The annual running of the bulls events in two California sites have been slapped with a lawsuit from animal rights groups, who say that the runs endanger both animals and people. The lawsuit was filed Thursday by PETA and the Animal Legal Defense Fund, according to the local Press Enterprise.
The Southern California event is tentatively scheduled for June 21 at the Temecula Downs Event Center, a multi-purpose facility east of the city of Temecula's borders. The Northern California event is tentatively scheduled for July 26 at the Alameda County Fairgrounds.

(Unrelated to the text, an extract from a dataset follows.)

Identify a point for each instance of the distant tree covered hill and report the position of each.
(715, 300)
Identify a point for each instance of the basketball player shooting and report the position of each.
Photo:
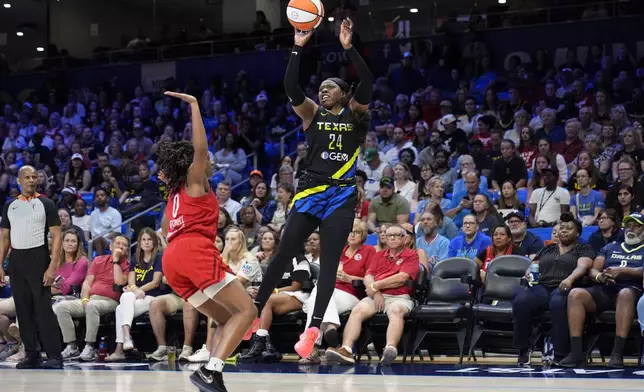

The events, which feature around two dozen bulls chasing after a crowd of about 600 people on a course, are treated like rodeos in many other states. For that reason, similar lawsuits to shut the runs down have failed. But Matthew Strugar, senior litigation counsel with the PETA Foundation, said that California could prove more successful. "California has favorable laws for us and we thought this would be a favorable jurisdiction," he said.
The lawsuit argues that the state penal code that bans bullfighting -- "or any similar contest or exhibition" -- covers events such as The Great Bull Run. They also say that the runs are cruel and inhumane.
"These events show great disregard for animal welfare in pursuit of a cheap thrill and a profit," said Stephen Wells, executive director of the Animal Legal Defense Fund, in a press release. "For the well-being of the bulls, as well as the safety of the public, we are asking the court to stop The Great Bull Run."